SPF (Sender Policy Framework) is a DNS record listing the servers allowed to send mail for your domain; receivers check the connecting server against it. DKIM (DomainKeys Identified Mail) adds a cryptographic signature to each message, validated against a public key in your DNS — proof the content was not altered in transit. DMARC (defined in RFC 7489) sits on top: it tells receivers what to do when neither check passes for the visible From domain — monitor, quarantine, or reject — and sends you reports about who is sending as you.

Email authentication and the three DNS standards that implement it.

How does DMARC alignment work?

A message can pass SPF and DKIM and still fail DMARC. Alignment is the missing piece: the domain in the visible From header must match the domain that passed SPF (the Return-Path) or the DKIM signing domain (the d= tag). In relaxed mode a subdomain match counts; in strict mode the domains must be identical. Alignment is what actually stops spoofing — without it, a spammer could pass SPF on their own domain while displaying yours.

What do Gmail and Yahoo require from bulk senders?

Since February 2024, Google's email sender guidelines require every sender to publish SPF or DKIM, and anyone sending 5,000 or more messages a day to Gmail accounts to have all three: SPF, DKIM, and a DMARC policy (p=none is enough to start), with an aligned From domain. Yahoo enforces matching rules. Miss them and mail gets rejected or throttled regardless of content. For a small team this is an afternoon of DNS records — do it before you need the volume.

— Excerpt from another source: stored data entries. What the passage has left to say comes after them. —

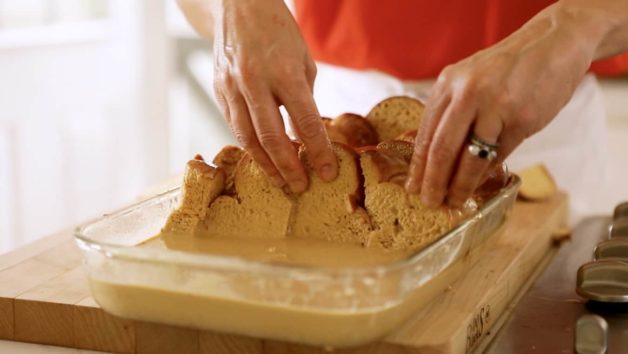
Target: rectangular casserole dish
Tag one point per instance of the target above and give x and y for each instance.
(334, 307)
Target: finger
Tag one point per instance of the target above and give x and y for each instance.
(308, 126)
(310, 73)
(444, 150)
(240, 124)
(224, 106)
(271, 134)
(471, 168)
(434, 109)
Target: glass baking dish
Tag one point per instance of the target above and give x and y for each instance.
(334, 307)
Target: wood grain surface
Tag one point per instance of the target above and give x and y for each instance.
(44, 298)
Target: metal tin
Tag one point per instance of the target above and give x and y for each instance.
(621, 211)
(619, 228)
(591, 335)
(605, 281)
(615, 249)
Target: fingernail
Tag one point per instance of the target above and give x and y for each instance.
(454, 203)
(298, 186)
(277, 181)
(412, 186)
(429, 200)
(328, 172)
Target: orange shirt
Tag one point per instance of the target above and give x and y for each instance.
(415, 39)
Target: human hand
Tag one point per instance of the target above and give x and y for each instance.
(262, 62)
(502, 95)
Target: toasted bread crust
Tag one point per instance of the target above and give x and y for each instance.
(395, 115)
(366, 204)
(201, 185)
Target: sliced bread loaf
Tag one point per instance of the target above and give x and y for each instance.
(201, 185)
(228, 159)
(395, 115)
(399, 219)
(351, 129)
(257, 209)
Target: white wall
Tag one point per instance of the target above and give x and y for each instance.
(74, 139)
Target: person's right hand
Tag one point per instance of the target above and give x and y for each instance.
(260, 63)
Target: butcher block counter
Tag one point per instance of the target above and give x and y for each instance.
(45, 298)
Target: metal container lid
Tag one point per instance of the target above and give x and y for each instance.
(605, 281)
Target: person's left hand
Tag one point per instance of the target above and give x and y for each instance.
(502, 95)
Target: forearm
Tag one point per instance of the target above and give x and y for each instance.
(602, 23)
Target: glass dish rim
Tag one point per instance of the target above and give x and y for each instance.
(194, 260)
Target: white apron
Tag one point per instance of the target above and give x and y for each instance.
(573, 146)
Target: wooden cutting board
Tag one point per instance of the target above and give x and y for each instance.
(44, 298)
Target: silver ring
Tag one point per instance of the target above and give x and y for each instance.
(482, 149)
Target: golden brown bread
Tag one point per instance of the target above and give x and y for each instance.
(536, 183)
(227, 159)
(201, 185)
(400, 220)
(394, 116)
(257, 209)
(366, 204)
(351, 129)
(331, 210)
(409, 136)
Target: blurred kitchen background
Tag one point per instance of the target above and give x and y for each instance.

Does authentication guarantee inbox placement?

No. Authentication proves who sent the message, not whether anyone wants it — spammers publish perfect SPF records too. Inbox placement also depends on sender reputation, engagement, list hygiene, and how you handle bounces and your suppression list. Treat SPF, DKIM, and DMARC as the entry ticket, then work on the rest — our guide to email deliverability for startups covers warmup, reputation, and monitoring.

FAQ

Common questions

  • What is the difference between SPF and DKIM?

    SPF validates the server that delivered the message against a list in your DNS; it breaks when mail is forwarded. DKIM signs the message itself, so the signature survives forwarding and proves the content was not modified. They fail in different ways, which is why receivers — and DMARC — want both.

  • Do I need DMARC if I already have SPF and DKIM?

    Yes, for two reasons. Without DMARC, alignment is not enforced, so a message can pass SPF or DKIM on an unrelated domain while displaying yours. And Gmail and Yahoo require a DMARC policy from bulk senders, so skipping it caps your sending volume.

  • Will SPF, DKIM, and DMARC stop my email going to spam?

    Not by themselves. They remove one reason to filter you — unverifiable identity — but placement still depends on reputation, engagement, and list quality. Fully authenticated mail lands in spam every day.

  • What DMARC policy should a startup start with?

    Start at p=none with a rua reporting address, watch the reports until every legitimate source passes with alignment, then move to p=quarantine and eventually p=reject. Jumping straight to reject is how teams lose their own transactional mail.